Military pensions and health care for active and retired troops now cost the government about $100 billion a year, representing an expanding portion of both the Pentagon budget — about $700 billion a year, including war costs — and the national debt, which together finance the programs.
And if Congress fails to adopt the deficit-reduction recommendations of a bipartisan joint Congressional committee this fall, the Defense Department will be required under debt ceiling legislation passed in August to find about $900 billion in savings over the coming decade. Cuts that deep will almost certainly entail reducing personnel benefits for active and retired troops, Pentagon officials and analysts say.
“We’ve got to put everything on the table,” Defense Secretary Leon E. Panetta said recently on PBS, acknowledging that he was looking at proposals to rein in pension costs.
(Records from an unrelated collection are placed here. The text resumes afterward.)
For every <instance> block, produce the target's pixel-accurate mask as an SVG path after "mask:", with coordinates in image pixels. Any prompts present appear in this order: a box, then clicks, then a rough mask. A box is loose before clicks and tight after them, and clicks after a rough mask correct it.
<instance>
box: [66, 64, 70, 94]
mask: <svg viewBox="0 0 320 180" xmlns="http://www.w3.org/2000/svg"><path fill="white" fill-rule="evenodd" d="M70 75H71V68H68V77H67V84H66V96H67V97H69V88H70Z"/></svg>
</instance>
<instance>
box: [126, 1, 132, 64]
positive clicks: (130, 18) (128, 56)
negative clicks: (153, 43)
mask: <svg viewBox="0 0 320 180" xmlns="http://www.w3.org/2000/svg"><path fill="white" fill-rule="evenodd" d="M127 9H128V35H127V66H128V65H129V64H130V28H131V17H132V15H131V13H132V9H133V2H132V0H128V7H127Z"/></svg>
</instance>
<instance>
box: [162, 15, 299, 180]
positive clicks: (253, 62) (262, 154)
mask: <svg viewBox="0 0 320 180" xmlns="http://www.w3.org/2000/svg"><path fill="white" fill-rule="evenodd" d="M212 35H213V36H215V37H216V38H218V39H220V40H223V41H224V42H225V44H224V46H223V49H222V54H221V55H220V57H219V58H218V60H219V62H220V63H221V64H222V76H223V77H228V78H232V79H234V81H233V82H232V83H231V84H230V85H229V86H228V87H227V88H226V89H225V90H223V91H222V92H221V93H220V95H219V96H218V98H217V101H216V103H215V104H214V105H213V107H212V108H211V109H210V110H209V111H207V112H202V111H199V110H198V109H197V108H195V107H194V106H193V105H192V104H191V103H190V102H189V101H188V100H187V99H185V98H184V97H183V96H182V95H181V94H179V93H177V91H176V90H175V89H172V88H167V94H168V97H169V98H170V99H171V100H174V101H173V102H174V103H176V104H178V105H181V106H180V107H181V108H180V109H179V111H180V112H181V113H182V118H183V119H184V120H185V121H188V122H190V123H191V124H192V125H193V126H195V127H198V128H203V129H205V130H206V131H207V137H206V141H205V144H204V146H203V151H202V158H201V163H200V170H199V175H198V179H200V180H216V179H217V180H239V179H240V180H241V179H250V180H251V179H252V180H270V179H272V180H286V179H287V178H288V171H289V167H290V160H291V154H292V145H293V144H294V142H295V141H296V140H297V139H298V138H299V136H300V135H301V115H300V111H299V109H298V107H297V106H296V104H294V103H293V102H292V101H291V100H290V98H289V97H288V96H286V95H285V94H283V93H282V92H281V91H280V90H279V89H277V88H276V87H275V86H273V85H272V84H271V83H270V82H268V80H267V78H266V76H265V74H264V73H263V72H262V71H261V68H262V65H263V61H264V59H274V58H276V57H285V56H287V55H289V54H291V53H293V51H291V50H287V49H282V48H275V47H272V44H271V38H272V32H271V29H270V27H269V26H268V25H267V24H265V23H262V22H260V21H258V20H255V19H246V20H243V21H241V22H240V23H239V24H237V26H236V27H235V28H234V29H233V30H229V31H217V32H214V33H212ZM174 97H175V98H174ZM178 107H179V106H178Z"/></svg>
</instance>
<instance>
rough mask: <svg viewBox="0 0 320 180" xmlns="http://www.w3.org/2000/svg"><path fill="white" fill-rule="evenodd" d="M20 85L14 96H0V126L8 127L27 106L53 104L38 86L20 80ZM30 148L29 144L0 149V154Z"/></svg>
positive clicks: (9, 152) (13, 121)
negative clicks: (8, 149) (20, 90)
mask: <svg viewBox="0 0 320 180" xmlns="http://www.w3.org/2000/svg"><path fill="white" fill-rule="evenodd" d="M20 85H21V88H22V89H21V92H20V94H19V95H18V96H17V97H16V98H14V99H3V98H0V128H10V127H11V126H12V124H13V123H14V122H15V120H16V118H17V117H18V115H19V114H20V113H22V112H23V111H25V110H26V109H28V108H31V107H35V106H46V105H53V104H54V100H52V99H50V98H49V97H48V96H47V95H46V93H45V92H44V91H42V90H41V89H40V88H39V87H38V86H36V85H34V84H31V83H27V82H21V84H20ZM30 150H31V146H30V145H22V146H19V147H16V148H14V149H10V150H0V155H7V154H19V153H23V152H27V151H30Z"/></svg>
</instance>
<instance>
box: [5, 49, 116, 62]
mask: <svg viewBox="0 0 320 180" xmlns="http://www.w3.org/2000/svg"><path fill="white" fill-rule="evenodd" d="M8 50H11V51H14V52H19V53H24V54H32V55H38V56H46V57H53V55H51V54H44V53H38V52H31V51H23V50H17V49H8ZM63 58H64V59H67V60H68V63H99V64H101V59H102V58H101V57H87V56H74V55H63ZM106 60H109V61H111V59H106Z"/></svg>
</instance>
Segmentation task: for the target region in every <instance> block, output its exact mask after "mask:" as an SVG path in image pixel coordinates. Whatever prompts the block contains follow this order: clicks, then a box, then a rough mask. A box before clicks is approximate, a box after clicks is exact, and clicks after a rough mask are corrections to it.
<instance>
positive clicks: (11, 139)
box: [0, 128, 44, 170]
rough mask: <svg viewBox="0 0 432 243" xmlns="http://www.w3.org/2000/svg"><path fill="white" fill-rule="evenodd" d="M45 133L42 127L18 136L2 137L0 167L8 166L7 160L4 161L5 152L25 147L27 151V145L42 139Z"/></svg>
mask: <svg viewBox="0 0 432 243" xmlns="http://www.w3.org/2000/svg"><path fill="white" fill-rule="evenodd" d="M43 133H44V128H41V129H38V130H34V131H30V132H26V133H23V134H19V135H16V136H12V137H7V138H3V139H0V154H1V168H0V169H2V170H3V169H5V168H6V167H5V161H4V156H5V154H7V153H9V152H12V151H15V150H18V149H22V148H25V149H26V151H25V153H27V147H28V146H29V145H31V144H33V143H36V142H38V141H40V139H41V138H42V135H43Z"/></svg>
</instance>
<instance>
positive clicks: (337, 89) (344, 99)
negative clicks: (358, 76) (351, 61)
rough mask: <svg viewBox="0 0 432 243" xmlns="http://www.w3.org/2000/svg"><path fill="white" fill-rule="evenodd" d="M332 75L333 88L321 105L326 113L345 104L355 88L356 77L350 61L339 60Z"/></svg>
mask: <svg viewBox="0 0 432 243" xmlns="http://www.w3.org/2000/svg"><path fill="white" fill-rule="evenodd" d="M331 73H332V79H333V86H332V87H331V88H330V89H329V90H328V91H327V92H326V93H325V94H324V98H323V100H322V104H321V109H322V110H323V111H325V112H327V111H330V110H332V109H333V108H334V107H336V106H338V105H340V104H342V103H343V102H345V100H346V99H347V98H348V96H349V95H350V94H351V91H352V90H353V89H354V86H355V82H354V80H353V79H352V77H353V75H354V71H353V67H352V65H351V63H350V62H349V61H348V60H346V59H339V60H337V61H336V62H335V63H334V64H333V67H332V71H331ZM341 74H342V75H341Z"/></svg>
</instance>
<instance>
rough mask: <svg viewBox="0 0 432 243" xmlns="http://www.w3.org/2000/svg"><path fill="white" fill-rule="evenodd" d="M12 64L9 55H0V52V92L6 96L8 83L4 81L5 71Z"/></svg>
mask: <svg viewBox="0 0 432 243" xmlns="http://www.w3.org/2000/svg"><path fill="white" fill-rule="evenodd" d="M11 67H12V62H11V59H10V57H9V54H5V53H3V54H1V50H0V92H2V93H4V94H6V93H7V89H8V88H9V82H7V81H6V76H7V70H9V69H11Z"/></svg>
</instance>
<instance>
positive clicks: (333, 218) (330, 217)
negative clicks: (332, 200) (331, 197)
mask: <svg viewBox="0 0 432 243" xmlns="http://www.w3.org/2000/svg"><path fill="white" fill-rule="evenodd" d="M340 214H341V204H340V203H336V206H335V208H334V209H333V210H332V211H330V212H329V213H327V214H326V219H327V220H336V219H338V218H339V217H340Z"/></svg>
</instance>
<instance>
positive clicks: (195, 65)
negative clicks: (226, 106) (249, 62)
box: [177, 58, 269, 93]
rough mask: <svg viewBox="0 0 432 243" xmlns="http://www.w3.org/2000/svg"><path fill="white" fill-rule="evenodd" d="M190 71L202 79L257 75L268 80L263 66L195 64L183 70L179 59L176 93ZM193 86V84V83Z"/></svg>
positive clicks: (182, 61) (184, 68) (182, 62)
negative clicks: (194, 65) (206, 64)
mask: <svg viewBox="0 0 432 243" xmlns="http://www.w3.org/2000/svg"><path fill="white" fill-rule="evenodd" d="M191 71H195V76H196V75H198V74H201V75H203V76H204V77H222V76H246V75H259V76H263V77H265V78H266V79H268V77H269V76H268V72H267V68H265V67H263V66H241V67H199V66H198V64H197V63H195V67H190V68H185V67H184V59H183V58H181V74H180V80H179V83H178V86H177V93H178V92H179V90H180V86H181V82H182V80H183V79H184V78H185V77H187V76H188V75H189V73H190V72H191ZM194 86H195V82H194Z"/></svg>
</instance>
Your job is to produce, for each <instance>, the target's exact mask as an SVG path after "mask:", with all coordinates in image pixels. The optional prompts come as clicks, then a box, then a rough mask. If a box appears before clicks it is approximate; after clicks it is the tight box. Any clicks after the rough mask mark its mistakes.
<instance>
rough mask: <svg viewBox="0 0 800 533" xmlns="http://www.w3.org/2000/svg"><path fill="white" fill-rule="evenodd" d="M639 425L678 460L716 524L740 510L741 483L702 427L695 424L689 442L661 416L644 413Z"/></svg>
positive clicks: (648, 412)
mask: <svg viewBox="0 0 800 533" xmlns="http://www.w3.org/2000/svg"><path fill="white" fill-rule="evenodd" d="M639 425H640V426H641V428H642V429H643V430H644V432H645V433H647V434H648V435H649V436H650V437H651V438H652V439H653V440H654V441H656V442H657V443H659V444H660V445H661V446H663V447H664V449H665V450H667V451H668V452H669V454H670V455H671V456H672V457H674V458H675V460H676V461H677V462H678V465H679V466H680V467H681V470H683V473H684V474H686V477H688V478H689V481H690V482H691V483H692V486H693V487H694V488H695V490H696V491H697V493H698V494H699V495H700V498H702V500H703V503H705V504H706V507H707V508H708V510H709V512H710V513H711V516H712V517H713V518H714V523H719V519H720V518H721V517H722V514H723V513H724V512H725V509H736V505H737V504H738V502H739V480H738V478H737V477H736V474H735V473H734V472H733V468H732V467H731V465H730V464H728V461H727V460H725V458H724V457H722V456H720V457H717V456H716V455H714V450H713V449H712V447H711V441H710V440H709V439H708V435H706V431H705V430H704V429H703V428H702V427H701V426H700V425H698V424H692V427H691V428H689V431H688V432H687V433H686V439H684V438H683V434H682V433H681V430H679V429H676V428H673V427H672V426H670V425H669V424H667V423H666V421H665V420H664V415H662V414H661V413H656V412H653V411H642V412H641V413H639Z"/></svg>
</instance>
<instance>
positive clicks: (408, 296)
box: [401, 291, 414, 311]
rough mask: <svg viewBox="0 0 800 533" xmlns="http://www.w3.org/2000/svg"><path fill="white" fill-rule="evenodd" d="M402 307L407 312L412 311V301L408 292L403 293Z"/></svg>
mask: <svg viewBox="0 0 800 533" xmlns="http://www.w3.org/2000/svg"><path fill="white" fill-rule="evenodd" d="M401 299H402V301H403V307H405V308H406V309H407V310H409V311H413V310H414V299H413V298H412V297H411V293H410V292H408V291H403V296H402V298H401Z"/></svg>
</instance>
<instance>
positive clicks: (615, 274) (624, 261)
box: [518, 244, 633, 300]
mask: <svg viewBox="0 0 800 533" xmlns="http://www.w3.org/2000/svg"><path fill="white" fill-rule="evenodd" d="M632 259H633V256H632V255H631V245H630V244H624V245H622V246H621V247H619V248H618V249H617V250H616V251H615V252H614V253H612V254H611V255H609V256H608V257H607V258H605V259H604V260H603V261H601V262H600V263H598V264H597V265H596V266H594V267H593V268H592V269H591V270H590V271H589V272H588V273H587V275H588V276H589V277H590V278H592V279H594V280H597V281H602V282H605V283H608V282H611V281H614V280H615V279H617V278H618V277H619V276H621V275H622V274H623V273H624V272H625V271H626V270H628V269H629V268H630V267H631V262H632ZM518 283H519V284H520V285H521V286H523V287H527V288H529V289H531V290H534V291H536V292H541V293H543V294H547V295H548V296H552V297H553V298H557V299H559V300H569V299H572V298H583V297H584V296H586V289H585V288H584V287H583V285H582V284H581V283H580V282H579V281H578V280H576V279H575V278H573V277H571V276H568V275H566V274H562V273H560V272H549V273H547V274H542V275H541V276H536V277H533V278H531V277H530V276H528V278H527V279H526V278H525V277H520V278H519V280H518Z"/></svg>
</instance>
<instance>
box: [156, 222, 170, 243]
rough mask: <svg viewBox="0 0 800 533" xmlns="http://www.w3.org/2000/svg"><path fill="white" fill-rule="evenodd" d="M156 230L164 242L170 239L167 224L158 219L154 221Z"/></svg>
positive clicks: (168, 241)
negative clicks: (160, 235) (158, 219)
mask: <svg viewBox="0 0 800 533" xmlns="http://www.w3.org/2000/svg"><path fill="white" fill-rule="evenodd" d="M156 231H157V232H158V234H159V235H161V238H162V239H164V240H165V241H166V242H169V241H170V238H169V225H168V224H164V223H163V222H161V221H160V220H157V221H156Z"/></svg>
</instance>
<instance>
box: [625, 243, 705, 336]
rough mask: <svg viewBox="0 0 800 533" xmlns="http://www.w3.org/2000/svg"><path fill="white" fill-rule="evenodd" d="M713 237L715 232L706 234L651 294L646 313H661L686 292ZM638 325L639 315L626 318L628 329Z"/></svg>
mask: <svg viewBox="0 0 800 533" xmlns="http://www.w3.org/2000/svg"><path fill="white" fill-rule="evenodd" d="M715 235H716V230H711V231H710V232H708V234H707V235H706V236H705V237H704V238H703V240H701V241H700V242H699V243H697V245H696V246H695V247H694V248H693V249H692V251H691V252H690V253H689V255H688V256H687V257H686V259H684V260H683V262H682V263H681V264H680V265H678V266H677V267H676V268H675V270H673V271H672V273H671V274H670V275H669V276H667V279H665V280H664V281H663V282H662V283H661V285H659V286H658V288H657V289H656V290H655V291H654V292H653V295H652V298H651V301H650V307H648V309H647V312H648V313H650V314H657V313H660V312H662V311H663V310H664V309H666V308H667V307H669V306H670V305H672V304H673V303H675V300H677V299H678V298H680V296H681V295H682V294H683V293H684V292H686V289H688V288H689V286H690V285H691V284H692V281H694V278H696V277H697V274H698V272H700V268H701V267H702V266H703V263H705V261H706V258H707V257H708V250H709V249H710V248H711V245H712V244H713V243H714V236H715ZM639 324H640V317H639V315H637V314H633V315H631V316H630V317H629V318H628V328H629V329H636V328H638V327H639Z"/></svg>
Under the current rules, service members who retire after 20 years are eligible for pensions that pay half their salaries for life, indexed for inflation, even if they leave at age 38. They are also eligible for lifetime health insurance through the military’s system, Tricare, at a small fraction of the cost of private insurance, prompting many working veterans to shun employer health plans in favor of military insurance.
NOTE: The bipartisan joint Congressional committee must make their recommendations by 23 November 2011 as to what steps that need to be taken, under the debt ceiling legislation passed in August, to find about $900 billion in savings over the coming decade. This amount is in addition to any additional cuts, that the President may ask them to take, in support of his "American Jobs Plan.